O novo boletim é disponibilizado exclusivamente pela Ordem dos Médicos Veterinários, tendo um número único associado, que permite a sua rastreabilidade. Assim, a emissão destes boletins é exclusivamente feita por um médico veterinário clínico em exercício de funções, assegurando-se o rigor das informações que nele são contidas.

Em que consiste a nova base de dados de que se fala?

A nova base de dados (SIAC – Sistema de informação de Animais de Companhia) resulta da fusão das 2 bases de dados de identificação animal existentes até 25 de outubro de 2019: o SIRA e o SICAFE. No SIAC, além de estarem registados todos os animais com microchip em Portugal, com os seus dados e os dos respetivos tutores, também passarão a estar mencionadas as profilaxias médicas obrigatórias e as esterilizações e intervenções realizadas a esses mesmos animais.

O meu cão não tem microchip. Qual o prazo que tenho para a sua aplicação?

  • Se o seu cão nasceu antes de 1 de julho de 2008  (quando não era ainda obrigatória a identificação), tem 12 meses a contabilizar a partir de 25 de outubro de 2019 para que seja marcado com o microchip e registado na base de dados.
  • Se tem consigo um cachorro, saiba que a sua identificação deverá ser feita até aos 120 dias de idade (4 meses).
  • Se for adquirir um cachorro diretamente num criador ou numa loja de animais, este já deverá ser entregue com o microchip aplicado, devendo proceder apenas à mudança de titular.
  • Se vive no estrangeiro e está a pensar regressar com o seu animal, saiba que o seu cão deverá ser registado no SIAC, se permanecer por um período igual ou superior a 120 dias em território nacional.
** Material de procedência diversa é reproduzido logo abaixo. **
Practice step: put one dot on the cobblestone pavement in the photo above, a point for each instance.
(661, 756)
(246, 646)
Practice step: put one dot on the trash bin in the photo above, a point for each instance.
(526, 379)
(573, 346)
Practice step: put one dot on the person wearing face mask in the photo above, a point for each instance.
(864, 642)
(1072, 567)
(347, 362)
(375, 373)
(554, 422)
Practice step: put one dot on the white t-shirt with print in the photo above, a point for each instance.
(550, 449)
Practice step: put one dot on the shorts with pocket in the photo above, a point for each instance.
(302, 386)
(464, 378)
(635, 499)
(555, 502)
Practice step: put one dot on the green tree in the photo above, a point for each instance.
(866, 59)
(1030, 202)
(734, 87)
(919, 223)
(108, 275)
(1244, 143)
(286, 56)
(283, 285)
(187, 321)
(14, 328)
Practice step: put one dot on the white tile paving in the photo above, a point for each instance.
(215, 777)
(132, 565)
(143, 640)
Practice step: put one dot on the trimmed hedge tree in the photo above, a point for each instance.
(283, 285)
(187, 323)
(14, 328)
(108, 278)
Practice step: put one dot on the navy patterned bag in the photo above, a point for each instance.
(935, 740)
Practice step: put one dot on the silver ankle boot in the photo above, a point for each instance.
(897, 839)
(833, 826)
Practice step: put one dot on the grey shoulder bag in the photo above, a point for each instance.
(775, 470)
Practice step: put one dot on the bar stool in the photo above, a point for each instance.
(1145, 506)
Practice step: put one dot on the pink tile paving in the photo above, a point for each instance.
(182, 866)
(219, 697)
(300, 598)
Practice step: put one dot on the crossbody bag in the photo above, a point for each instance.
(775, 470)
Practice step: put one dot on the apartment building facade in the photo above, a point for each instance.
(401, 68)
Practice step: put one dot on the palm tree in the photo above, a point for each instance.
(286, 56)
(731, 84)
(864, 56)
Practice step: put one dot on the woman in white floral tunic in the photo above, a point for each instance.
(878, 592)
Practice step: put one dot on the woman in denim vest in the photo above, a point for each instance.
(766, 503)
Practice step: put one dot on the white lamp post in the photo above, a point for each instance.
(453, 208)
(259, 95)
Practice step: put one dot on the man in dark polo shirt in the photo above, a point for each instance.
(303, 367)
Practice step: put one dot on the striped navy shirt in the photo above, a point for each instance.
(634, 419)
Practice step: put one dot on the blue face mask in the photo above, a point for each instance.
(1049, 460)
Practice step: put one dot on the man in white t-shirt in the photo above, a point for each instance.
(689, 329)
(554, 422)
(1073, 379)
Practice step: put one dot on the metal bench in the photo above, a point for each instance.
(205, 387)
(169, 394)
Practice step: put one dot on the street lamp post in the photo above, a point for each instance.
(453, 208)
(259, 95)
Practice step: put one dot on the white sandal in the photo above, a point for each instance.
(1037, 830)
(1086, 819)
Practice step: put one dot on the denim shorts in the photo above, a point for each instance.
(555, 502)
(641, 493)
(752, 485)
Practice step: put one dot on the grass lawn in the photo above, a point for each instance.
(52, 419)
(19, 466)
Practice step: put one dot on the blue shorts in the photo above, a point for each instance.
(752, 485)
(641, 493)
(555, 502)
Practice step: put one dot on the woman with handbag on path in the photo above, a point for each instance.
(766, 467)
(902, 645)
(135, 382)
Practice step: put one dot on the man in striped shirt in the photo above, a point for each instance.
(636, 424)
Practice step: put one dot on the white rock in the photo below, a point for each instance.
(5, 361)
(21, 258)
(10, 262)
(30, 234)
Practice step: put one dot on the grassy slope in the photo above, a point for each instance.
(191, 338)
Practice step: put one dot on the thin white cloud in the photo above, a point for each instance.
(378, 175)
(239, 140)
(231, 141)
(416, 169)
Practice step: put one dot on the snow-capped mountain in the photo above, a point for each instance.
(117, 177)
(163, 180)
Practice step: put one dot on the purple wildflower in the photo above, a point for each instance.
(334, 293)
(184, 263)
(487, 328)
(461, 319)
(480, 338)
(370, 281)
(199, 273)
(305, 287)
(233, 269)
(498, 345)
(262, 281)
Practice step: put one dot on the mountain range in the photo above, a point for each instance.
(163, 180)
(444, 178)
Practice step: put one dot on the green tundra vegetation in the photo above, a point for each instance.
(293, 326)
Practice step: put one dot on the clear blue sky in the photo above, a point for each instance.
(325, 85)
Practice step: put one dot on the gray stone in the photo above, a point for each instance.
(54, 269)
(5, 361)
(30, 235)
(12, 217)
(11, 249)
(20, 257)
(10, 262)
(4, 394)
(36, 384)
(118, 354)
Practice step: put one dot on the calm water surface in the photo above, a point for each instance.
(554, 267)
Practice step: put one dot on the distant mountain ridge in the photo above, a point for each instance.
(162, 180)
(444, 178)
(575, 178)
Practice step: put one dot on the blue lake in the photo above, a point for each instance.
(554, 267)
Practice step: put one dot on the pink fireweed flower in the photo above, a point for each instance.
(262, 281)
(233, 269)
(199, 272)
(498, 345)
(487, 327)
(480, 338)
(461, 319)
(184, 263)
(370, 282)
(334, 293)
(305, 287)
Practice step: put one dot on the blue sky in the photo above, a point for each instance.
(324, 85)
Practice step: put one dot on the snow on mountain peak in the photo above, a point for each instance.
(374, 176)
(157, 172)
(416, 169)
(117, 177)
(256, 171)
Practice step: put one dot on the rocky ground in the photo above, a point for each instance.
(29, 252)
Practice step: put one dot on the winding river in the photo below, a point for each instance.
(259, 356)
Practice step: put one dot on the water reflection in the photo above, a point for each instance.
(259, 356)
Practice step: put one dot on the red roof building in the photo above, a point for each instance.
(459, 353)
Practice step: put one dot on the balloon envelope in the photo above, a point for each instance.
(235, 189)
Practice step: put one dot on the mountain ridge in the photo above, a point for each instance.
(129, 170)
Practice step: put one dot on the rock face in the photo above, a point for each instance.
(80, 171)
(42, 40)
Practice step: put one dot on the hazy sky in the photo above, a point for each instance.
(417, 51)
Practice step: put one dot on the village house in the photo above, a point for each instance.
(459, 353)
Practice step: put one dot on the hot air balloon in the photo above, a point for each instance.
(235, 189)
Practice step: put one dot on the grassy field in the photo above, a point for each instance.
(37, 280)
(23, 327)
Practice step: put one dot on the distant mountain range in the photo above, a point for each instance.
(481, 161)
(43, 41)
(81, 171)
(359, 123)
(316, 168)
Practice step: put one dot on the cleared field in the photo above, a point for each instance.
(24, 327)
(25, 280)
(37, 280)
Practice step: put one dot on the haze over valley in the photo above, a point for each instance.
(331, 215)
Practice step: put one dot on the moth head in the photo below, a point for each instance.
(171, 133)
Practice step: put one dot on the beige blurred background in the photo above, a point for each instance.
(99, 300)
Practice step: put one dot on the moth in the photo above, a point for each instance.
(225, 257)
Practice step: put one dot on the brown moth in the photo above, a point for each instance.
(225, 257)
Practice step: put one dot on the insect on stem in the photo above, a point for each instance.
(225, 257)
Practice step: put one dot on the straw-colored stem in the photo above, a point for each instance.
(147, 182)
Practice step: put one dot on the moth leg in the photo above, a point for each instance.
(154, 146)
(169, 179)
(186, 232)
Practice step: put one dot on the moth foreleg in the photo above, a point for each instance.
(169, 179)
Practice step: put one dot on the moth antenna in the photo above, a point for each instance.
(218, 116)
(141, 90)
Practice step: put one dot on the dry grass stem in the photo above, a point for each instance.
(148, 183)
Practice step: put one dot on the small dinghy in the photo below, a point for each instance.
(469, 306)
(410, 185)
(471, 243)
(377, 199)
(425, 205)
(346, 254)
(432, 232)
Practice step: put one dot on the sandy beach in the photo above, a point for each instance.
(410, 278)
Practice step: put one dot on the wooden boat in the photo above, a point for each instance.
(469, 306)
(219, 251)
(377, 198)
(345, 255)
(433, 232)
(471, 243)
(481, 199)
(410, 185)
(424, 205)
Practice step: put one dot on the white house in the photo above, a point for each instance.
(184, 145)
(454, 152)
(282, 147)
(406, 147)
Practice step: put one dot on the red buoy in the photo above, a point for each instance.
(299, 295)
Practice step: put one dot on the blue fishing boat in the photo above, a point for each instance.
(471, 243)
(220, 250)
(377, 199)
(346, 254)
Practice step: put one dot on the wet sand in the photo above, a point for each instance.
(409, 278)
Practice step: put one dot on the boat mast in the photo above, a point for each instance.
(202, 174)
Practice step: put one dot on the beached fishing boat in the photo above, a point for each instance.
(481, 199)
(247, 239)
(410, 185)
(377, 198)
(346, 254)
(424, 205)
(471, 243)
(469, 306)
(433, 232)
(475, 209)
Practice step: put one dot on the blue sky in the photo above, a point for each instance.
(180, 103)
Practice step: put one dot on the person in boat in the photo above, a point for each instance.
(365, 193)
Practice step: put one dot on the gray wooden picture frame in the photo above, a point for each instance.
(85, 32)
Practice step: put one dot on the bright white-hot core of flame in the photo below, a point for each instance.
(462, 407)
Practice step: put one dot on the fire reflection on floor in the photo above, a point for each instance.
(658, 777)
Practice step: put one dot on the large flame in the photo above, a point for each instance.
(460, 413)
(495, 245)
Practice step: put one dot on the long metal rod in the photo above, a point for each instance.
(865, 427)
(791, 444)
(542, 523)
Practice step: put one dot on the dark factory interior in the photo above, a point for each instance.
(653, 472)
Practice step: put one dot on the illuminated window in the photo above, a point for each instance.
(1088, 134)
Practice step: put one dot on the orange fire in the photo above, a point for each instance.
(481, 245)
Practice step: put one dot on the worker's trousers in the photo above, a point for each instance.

O meu cão já tem microchip e registo no SIRA/ SICAFE. Tenho que fazer alguma coisa?

Não, não precisa de fazer nada, pois o registo do seu cão terá sido transferido automaticamente para a nova base de dados. Por essa razão, não existem taxas a ser cobradas.

Continua a ser obrigatório o registo e licença na junta de freguesia?

Na maioria dos casos não. Contrariamente ao que era obrigatório até outubro deste ano, agora apenas os cães considerados perigosos ou de raças potencialmente perigosas é que continuarão a ter necessidade de registo e licença na junta de freguesia. Todos os outros cães estão livres deste processo (*). A vacinação antirrábica obrigatória passa a ser registada e validada no SIAC, pelo médico veterinário que aplica a vacina.

Para qualquer dúvida ou esclarecimento adicional, consulte o seu médico veterinário, onde irá obter a resposta mais clara e correta para a sua questão.

E atenção: se lá em casa, para além de um companheiro que ladra, também tem um que mia, saiba que agora a aplicação do microchip em gatos também é obrigatória até aos 4 meses de idade ou, em gatos nascidos antes de 25 de outubro de 2019, até 36 meses (3 anos) após esta data.

                                                                                                Tomás Magalhães

  Médico Veterinário

 

(*) Nota pós-publicação:

Têm chegado informações recentes de que algumas juntas de freguesia estarão a manter a obrigatoriedade do registo e licenciamento de todos os cães. O que acontece é que, apesar do DL 313/2003 e da Portaria 421/2004 terem sido revogados, deixando de existir a obrigatoriedade deste licenciamento, algumas juntas de freguesia consideram deter ainda esta competência, tendo em conta a lei 75/2013, que lhes confere autonomia. Dada esta disparidade de entendimento legal entre a Direção-Geral de Alimentação e Veterinária (DGAV) e as Autarquias, o Governo já avançou que está a preparar uma Portaria para esclarecimento definitivo da situação.